A chiudere, l’appello di Renzi che offre ai centristi - e forse anche alla stessa Forza Italia - la ciambella di salvataggio per una uscita più o meno decorosa dall’impasse: «Siamo di fronte alla concreta possibilità che una personalità autorevole e stimata da tutti, un servitore dello Stato come Sergio Mattarella, diventi il presidente della Repubblica con un voto ampio di settori della maggioranza e dell’opposizione parlamentare - detta il premier -. Non è una questione che riguarda un solo partito: la scelta del Capo dello Stato interpella tutti, senza distinzioni. Per questo auspico che sul nome di Mattarella, presidente di tutti gli italiani, si determini la più ampia convergenza possibile per il bene comune dell’Italia». Subito dopo una telefonata tra Alfano e Renzi suggella la ricomposizione: Ncd voterà per Mattarella, anche se la formalizzazione arriverà solo stamane. «Un colloquio molto cordiale - riferiscono fonti di Palazzo Chigi - improntato a ricostruire un clima sereno per consentire quella convergenza sul nome di Mattarella che il premier aveva auspicato». A cascata la conferma della scheda bianca da parte di Forza Italia, dopo che per tutto il giorno si era evocata la non partecipazione al voto.
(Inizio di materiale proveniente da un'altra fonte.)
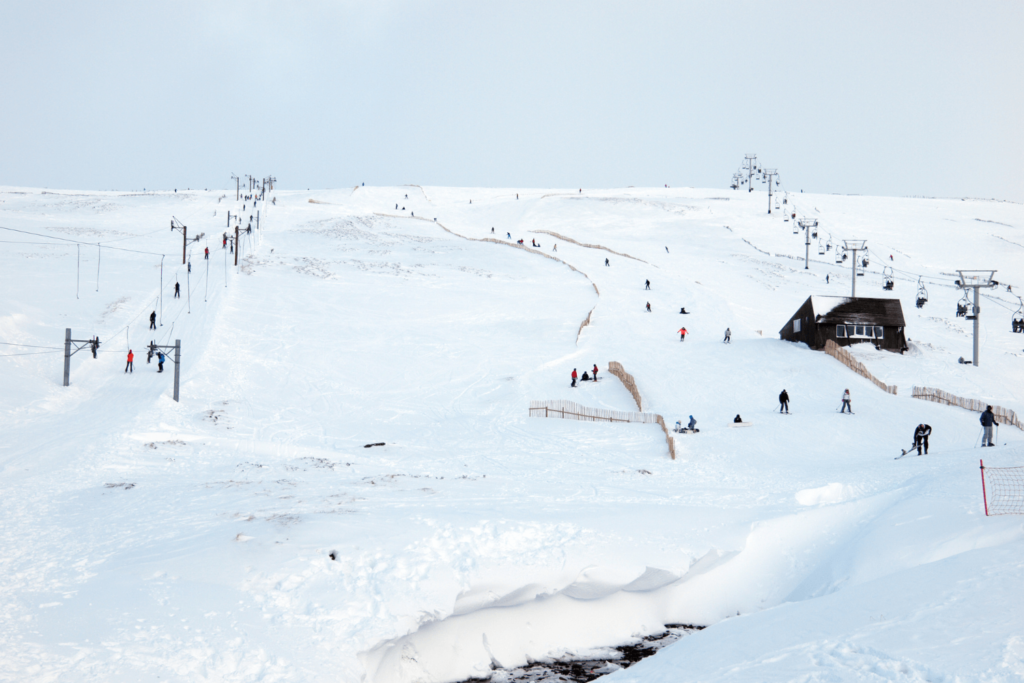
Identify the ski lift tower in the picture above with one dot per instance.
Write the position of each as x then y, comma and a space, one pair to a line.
976, 280
807, 224
854, 246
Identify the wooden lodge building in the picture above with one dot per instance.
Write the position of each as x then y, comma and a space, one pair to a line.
846, 322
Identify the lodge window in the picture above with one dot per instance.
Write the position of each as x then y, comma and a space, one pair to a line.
859, 331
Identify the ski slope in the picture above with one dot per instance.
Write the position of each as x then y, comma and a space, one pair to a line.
245, 534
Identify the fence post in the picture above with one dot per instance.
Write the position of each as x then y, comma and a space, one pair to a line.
984, 496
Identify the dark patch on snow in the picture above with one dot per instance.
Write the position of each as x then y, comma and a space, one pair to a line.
578, 670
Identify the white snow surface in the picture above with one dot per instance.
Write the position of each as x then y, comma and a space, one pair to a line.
150, 540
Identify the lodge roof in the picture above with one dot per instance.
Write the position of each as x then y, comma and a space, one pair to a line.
836, 310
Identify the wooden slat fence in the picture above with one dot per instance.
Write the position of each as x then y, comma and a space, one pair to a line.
573, 411
616, 369
844, 356
1003, 415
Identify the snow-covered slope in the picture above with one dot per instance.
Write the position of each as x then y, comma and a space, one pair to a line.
246, 534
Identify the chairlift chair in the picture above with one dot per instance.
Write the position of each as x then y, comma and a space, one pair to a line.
1017, 319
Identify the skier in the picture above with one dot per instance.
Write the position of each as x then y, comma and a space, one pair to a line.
921, 435
987, 420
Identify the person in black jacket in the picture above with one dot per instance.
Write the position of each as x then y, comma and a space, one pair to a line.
921, 435
987, 420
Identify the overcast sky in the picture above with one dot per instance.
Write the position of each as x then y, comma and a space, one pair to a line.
887, 97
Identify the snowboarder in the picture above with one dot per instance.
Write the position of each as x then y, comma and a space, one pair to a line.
987, 420
921, 435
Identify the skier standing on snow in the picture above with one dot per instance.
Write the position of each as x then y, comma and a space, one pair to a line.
921, 435
987, 420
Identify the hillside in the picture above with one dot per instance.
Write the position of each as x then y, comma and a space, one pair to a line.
245, 534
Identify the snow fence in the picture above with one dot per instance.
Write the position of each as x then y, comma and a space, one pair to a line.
1003, 415
844, 356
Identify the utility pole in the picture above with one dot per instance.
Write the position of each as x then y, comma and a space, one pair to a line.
177, 361
750, 171
769, 173
807, 224
976, 280
91, 344
854, 246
Insomma, Renzi si appresta a raccogliere un successo oltre le aspettative. Dopo aver ricompattato il Pd attorno al nome più condiviso coinvolgendo attivamente il suo predecessore Pier Luigi Bersani, dopo aver fatto convergere su Mattarella l’ex alleato Nichi Vendola e i grillini fuoriusciti, riporta “a casa” anche l’alleato Alfano. Con molta probabilità stamane avremo il nuovo Capo dello Stato, e con molti voti in più del quorum di 505 (almeno 600, si calcola al Nazareno). Resta da vedere che fine farà il patto stretto con Berlusconi sulle riforme costituzionali e sull’Italicum, ma in casa renziana c’è ottimismo, e la ministra per le Riforme Maria Elena Boschi con il vice del Pd Lorenzo Guerini stanno lavorando alla ricucitura con l’ex premier anche tramite Gianni Letta. D’altra parte - si ragiona - Berlusconi non ha molte alternative rispetto a quella di restare al tavolo delle riforme.
Intanto, ora che gli alfaniani si avviano verso il sì, al Nazareno si tira più di un sospiro di sollievo. Perché senza i centristi i margini erano davvero stretti: una settantina in più di 505. E i franchi tiratori ci saranno comunque, anche se stavolta il Pd è unito. «Una trentina, una quarantina sono fisiologici in un gruppo così ampio - ragionava in Transatlantico già giovedì il presidente del partito Matteo Orfini -. Non è in atto una fronda organizzata, si tratta di singoli mal di pancia e di singoli cani sciolti». Singoli ma pericolosi. Eppure in una riunione sempre alla Camera con lo stato maggiore del Pd lo stesso Renzi ieri ha detto di no alla proposta di “marcare” in qualche modo il voto (S. Mattarella piuttosto che Mattarella Sergio): «Mi fido dei miei, sarebbe un brutto segnale». Oggi la conta vera.